Does that completely obviate the problems with the straight male gaze, with the lack of female representation inside the Omega Sector, and other gender-politically questionable things? Not entirely. Recently films like Salt, Haywire, and Hanna have shown strong female characters in a way inconceivable in the mid 1990s. True Lies is not perfect, but by successively interrogating its structure, symbolism, characters and place in its genre, I have been able to enjoy it several times now by watching with different emphases. Criticism, even essentially negative critical engagement like Vic’s, has helped me to understand the work better, and enjoy it more.

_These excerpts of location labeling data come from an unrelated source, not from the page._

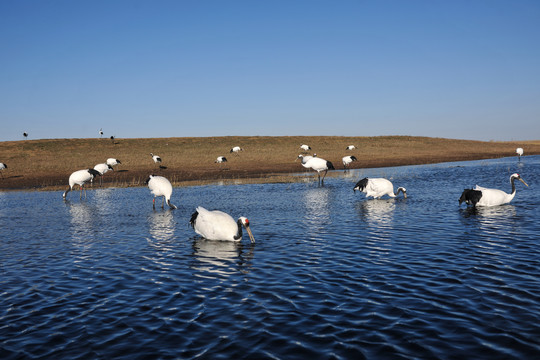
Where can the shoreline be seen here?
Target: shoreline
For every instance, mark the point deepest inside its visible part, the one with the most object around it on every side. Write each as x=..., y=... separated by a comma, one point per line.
x=45, y=165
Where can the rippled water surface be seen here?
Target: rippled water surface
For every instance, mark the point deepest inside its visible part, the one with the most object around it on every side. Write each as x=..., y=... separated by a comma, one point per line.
x=332, y=275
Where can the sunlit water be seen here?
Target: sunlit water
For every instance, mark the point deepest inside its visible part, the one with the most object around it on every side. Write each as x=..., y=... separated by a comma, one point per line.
x=332, y=275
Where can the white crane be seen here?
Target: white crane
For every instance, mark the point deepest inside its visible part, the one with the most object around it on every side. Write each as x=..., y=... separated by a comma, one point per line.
x=113, y=161
x=317, y=164
x=305, y=147
x=102, y=169
x=519, y=151
x=217, y=225
x=80, y=177
x=347, y=160
x=236, y=149
x=156, y=158
x=481, y=196
x=160, y=186
x=378, y=187
x=2, y=167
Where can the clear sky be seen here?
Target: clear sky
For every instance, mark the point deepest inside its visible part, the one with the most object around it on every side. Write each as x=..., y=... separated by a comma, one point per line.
x=455, y=69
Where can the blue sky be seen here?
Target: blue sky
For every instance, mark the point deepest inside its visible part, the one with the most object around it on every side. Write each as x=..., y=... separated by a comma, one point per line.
x=453, y=69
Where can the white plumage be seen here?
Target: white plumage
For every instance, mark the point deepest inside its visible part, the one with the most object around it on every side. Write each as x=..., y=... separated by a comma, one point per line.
x=481, y=196
x=378, y=187
x=217, y=225
x=317, y=164
x=347, y=160
x=236, y=149
x=2, y=167
x=80, y=177
x=519, y=151
x=160, y=186
x=156, y=158
x=113, y=161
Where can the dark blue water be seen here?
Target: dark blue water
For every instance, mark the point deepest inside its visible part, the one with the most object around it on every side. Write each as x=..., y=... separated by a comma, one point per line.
x=332, y=275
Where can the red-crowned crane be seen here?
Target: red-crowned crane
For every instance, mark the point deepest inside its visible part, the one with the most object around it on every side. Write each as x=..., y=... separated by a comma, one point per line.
x=236, y=150
x=317, y=164
x=519, y=151
x=217, y=225
x=378, y=187
x=113, y=161
x=347, y=160
x=102, y=169
x=160, y=186
x=2, y=167
x=80, y=177
x=481, y=196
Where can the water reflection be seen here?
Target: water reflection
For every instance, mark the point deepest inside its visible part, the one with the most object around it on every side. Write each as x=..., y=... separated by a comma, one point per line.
x=221, y=257
x=377, y=211
x=317, y=212
x=161, y=225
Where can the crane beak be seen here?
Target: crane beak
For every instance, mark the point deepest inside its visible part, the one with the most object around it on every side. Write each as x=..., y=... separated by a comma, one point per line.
x=250, y=234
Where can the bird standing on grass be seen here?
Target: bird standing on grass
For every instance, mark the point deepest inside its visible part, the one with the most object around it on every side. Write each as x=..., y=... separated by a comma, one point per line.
x=481, y=196
x=160, y=186
x=378, y=187
x=80, y=177
x=217, y=225
x=113, y=161
x=347, y=160
x=236, y=150
x=2, y=167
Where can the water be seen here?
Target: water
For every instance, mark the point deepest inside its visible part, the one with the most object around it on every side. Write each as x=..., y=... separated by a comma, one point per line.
x=332, y=275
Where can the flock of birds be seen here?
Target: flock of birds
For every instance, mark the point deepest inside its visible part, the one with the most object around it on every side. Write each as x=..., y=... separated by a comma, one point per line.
x=217, y=225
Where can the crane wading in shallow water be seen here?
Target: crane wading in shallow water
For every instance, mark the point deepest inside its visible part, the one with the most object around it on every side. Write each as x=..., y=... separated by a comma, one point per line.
x=317, y=164
x=80, y=177
x=519, y=151
x=378, y=187
x=217, y=225
x=160, y=186
x=481, y=196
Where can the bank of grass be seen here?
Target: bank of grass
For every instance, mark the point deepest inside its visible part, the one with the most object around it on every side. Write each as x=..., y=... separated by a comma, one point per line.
x=47, y=164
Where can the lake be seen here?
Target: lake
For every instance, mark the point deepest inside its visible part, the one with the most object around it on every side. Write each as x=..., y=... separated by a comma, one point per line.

I don’t think that necessarily all criticism ends happily, or nearly happily. It is possible to destroy enjoyment of a work by looking too closely at it, and seeing the problems. I think I’d have enjoyed the Star Trek reboots quite a lot more if I weren’t prone to pulling on the loose threads of the narrative. It was a movie that needed a 100% popcorn/rollercoaster approach to viewing, and I just couldn’t turn my brain off sufficiently to enjoy the pretty visual spectacles. I kept for The Book of Eli to develop depth and answer some of the questions that, to me, loomed large. When it didn’t answer those questions, I got frustrated, and the more I looked at it, the less it seemed to mean. My contention is that we don’t have to settle for sub-par or shallow art, and if a work can’t stand looking at it closely, we perhaps shouldn’t accept it. There are plenty of really amazing art works out there, so settling, rather than striving, seems to sacrifice the opportunity to enjoy works that can stand a bit of close scrutiny many times over.
So, my advice: be a hater. You’ll enjoy everything a lot more.